La décision tant redoutée par les médecins du CHU de Reims est tombée. La Cour européenne des droits de l'homme (CEDH) a demandé mardi soir en urgence le maintien en vie de Vincent Lambert, contre l'avis rendu le même jour par le Conseil d'Etat. Dans un courrier, elle demande au gouvernement français « de faire suspendre l'exécution de cet arrêt pour la durée de la procédure devant la Cour », après avoir « pris connaissance de l'arrêt rendu par le Conseil d'Etat ». Conclusion, le protocole de fin de vie sur ce patient ne peut pour le moment pas démarrer. Un « soulagement » pour les parents de Vincent Lambert opposés à l'arrêt des traitements de maintien artificiel de la vie sur leur fils. Mais du côté du Dr Eric Kariger, en charge de ce patient en état végétatif chronique, c'est sans doute l'épreuve de trop.
Contacté par pourquoidocteur, il souhaite que la CEDH se prononce au plus vite sur ce cas. Selon lui, nul doute que les droits de Vincent Lambert sont bafoués.
Dans quel état d'esprit êtes-vous ? Est-ce l'épisode de trop ?
Dr Eric Kariger : Sur le plan déontologique, éthique, et humain, c'est un temps particulièrement douloureux. Il est vécu comme inutilement trop long. Aujourd'hui, il y a quand même un épuisement. Aussi bien du côté de son épouse, de ses proches, comme chez les médecins du CHU de Reims. Cette décision de repousser l'échéance à une date inconnue est la pire situation. Certains dans cette société ont oublié que le mort faisait partie de la vie. Or refuser la mort, c'est refuser la vie. Ces gens-là se trompent de combat.
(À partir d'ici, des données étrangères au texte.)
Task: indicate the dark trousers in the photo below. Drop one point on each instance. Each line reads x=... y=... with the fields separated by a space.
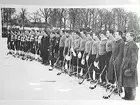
x=61 y=53
x=79 y=63
x=130 y=93
x=108 y=56
x=91 y=62
x=102 y=63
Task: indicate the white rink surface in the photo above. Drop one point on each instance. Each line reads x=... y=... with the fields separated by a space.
x=20 y=80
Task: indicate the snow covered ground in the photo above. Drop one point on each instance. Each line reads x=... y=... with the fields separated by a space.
x=22 y=80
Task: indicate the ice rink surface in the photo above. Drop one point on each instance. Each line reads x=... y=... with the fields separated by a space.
x=30 y=80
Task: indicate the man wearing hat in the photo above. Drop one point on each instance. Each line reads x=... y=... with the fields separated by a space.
x=128 y=78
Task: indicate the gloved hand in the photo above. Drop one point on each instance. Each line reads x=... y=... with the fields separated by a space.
x=128 y=73
x=87 y=57
x=96 y=64
x=79 y=55
x=74 y=54
x=83 y=62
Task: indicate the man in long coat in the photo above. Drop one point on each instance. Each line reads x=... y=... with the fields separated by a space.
x=128 y=74
x=116 y=58
x=45 y=48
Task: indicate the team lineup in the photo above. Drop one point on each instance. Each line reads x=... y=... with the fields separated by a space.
x=104 y=58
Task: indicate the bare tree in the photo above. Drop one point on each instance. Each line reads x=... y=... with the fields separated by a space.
x=45 y=13
x=23 y=17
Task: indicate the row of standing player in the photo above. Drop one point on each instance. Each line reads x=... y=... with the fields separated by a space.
x=81 y=54
x=104 y=58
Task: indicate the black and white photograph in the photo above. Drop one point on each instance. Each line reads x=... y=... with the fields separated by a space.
x=70 y=53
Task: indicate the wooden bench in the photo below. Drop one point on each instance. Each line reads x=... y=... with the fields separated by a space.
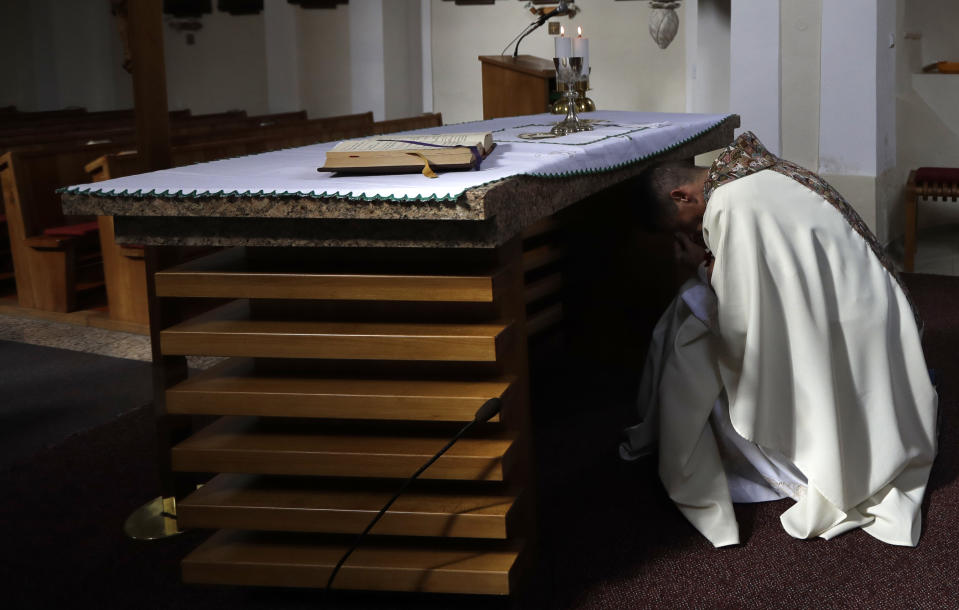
x=928 y=183
x=54 y=260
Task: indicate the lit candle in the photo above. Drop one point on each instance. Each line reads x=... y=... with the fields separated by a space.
x=581 y=49
x=563 y=44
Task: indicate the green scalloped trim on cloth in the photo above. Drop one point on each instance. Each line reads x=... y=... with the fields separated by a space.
x=152 y=194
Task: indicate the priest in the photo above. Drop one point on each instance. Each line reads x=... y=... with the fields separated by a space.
x=791 y=365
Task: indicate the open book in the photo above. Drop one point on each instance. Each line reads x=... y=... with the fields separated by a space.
x=409 y=152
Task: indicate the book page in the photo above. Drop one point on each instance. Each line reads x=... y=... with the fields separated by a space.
x=400 y=141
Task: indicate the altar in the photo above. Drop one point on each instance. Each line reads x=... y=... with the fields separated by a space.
x=361 y=321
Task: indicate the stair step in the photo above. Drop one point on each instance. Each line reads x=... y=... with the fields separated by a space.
x=228 y=331
x=301 y=447
x=306 y=504
x=233 y=387
x=303 y=560
x=226 y=275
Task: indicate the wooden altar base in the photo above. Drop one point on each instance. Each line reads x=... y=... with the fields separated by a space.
x=346 y=370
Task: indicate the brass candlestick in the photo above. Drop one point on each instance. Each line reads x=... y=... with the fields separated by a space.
x=583 y=103
x=570 y=71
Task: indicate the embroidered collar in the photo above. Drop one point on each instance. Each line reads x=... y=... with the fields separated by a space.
x=746 y=155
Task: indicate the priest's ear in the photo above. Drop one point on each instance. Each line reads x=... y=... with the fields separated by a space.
x=683 y=195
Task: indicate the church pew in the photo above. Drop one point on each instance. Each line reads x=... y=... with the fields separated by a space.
x=124 y=267
x=86 y=121
x=55 y=261
x=124 y=130
x=408 y=123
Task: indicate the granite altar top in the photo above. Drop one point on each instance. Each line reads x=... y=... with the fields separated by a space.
x=504 y=205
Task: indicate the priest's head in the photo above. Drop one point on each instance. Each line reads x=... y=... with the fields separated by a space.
x=671 y=198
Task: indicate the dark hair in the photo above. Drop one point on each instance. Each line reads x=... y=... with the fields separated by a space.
x=654 y=208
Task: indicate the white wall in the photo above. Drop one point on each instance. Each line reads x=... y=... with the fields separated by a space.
x=629 y=71
x=754 y=69
x=324 y=50
x=800 y=28
x=402 y=58
x=282 y=48
x=224 y=69
x=60 y=53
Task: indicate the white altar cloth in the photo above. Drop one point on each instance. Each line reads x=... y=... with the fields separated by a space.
x=621 y=138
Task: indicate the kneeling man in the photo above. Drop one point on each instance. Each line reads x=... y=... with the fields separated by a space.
x=791 y=366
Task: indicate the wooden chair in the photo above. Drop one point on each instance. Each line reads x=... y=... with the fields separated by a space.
x=55 y=259
x=931 y=183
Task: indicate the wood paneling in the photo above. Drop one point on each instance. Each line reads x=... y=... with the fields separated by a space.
x=298 y=504
x=254 y=446
x=241 y=558
x=515 y=86
x=227 y=331
x=222 y=276
x=234 y=388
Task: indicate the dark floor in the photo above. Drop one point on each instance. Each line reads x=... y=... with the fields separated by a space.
x=611 y=539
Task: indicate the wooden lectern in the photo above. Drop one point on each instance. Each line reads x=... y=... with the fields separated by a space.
x=513 y=86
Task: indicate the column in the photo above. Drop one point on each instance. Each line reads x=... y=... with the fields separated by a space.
x=282 y=57
x=754 y=80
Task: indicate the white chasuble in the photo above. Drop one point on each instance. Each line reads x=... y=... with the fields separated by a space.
x=820 y=357
x=814 y=350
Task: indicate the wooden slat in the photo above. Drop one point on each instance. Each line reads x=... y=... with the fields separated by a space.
x=544 y=318
x=226 y=331
x=298 y=560
x=250 y=445
x=305 y=504
x=233 y=388
x=222 y=276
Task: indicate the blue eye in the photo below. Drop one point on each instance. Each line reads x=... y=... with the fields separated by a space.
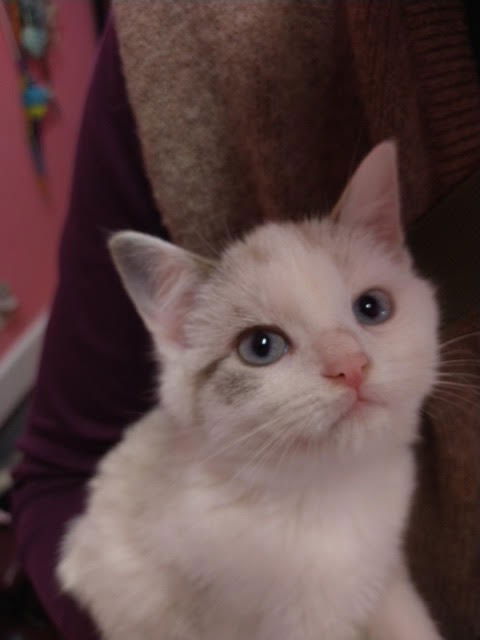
x=260 y=347
x=373 y=307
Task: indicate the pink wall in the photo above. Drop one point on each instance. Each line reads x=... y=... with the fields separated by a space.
x=30 y=224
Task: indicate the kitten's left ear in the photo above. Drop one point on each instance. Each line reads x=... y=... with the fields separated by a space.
x=372 y=197
x=161 y=279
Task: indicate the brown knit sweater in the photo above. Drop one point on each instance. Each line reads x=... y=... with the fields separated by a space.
x=261 y=109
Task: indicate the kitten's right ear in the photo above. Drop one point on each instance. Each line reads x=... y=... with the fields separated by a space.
x=372 y=196
x=161 y=280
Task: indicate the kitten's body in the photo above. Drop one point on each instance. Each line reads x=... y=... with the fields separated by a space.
x=187 y=550
x=267 y=502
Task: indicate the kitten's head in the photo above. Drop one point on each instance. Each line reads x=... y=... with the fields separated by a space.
x=303 y=337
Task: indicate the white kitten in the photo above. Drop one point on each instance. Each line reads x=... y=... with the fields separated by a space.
x=267 y=497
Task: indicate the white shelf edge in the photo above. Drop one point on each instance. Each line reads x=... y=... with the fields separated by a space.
x=18 y=366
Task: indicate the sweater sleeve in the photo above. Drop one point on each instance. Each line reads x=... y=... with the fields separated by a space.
x=96 y=373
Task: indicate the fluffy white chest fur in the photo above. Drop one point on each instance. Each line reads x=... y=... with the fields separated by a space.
x=215 y=563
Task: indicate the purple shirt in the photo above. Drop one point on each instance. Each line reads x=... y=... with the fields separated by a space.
x=96 y=374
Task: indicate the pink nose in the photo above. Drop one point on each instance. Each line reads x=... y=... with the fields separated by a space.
x=349 y=369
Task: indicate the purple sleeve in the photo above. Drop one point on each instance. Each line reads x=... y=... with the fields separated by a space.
x=96 y=373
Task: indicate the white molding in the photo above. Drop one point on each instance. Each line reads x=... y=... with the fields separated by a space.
x=18 y=367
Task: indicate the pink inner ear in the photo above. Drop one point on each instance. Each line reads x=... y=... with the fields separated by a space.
x=372 y=197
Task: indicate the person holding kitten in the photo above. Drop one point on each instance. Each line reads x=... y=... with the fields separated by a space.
x=243 y=115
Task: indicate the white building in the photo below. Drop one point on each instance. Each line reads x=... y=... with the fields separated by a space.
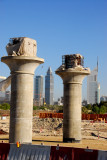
x=38 y=90
x=2 y=93
x=93 y=88
x=103 y=98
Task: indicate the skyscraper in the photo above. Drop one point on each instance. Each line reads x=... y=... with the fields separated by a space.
x=93 y=87
x=49 y=87
x=38 y=90
x=2 y=93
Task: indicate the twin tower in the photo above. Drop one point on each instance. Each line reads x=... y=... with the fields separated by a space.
x=22 y=61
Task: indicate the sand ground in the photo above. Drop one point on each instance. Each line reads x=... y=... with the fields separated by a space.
x=50 y=132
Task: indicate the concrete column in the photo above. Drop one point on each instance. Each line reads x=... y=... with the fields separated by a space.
x=22 y=71
x=72 y=80
x=22 y=61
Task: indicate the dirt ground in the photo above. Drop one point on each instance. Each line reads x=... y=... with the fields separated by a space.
x=49 y=131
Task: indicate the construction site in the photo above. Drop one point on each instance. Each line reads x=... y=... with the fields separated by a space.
x=70 y=135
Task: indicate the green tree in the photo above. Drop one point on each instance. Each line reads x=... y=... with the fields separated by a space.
x=102 y=109
x=95 y=109
x=5 y=106
x=84 y=110
x=89 y=107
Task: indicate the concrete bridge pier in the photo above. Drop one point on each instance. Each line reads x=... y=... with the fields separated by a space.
x=72 y=75
x=22 y=72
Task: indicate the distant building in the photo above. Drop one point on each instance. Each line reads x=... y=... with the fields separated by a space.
x=2 y=93
x=84 y=102
x=93 y=87
x=38 y=90
x=103 y=98
x=49 y=87
x=7 y=95
x=59 y=102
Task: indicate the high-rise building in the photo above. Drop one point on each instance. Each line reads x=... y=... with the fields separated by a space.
x=49 y=87
x=93 y=87
x=103 y=98
x=2 y=93
x=38 y=90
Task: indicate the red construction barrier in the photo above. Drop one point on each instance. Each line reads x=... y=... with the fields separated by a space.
x=4 y=150
x=84 y=116
x=26 y=151
x=68 y=153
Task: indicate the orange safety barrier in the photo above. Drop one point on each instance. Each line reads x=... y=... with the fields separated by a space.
x=84 y=116
x=4 y=151
x=61 y=153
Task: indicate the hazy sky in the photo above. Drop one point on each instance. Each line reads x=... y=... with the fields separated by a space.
x=59 y=27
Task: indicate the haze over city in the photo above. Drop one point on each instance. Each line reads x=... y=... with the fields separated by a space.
x=59 y=27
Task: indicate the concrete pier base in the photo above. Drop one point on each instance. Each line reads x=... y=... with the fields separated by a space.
x=22 y=71
x=72 y=79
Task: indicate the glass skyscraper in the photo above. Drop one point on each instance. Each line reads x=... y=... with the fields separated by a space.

Enfin, pour parler de Vincent Lambert, je pense qu'à l'instant où je vous parle, ses droits les plus élémentaires sont bafoués. Et son droit à ne pas subir une obstination déraisonnable est aussi bafoué. Cela alors que c'est un droit fondamental de l'homme. J'espère que la sagesse l'emportera et que la CEDH entendra notre message. Je n'ai aucun doute sur sa compétence et son sens des responsabilités.
Allez-vous changer quelques chose dans le prise en charge de Vincent Lambert ?
Dr Eric Kariger : Nous sommes en plein dilemme éthique. Un temps nous est imposé. Je suis respectueux du droit et de la justice. Et honnêtement je ne me sens pas la force de ne pas respecter ce temps supplémentaire. Même s'il est vrai que je le vis humainement et professionnellement très douloureusement. Nous allons continuer encore et encore à accompagner Vincent. Mais j'espère que les juges européens vont nous apporter une réponse très rapidement, quelle qu'elle soit. Je rappelle que tous les éléments pour juger rapidement cette affaire sont dans le dossier. D'après le Conseil d'Etat qui s'est appuyé sur la dernière expertise médicale, notre diagnostic était le bon.
Si l'Europe vous donne raison, le protocole de fin de vie sera-t-il douloureux pour Vincent Lambert ?
Dr Eric Kariger : Les patients dans l'état de Vincent Lambert n'ont plus la sensation de faim et de soif. Puisque ce sont des sensations cérébrales. Mais dans le doute, le principe de précaution nous oblige à soulager l'éventuelle sensation de déshydratation par des soins de bouche. Concernant l'alimentation, on ne meurt pas de dénutrition. Toutefois, le protocole nous impose d'arrêter les deux. Alors, le patient meurt de sa déshydration. Cela offre une mort douce au malade qui rebascule dans le coma, et il s'éteint des causes de son insuffisance rénale fonctionnelle. Ca n'a rien de douloureux, toutes les études le montrent. Un corps déshydraté est moins douloureux physiquement qu'un corps bien hydraté. De plus, dans le doute, une sédation identique à celle que l'on utilise souvent pour endormir les patients est également préconisée. Enfin, je rappelle que d'après la dernière expertise médicale faite par des experts, Vincent Lambert n'a pas conscience des souffrances de son corps.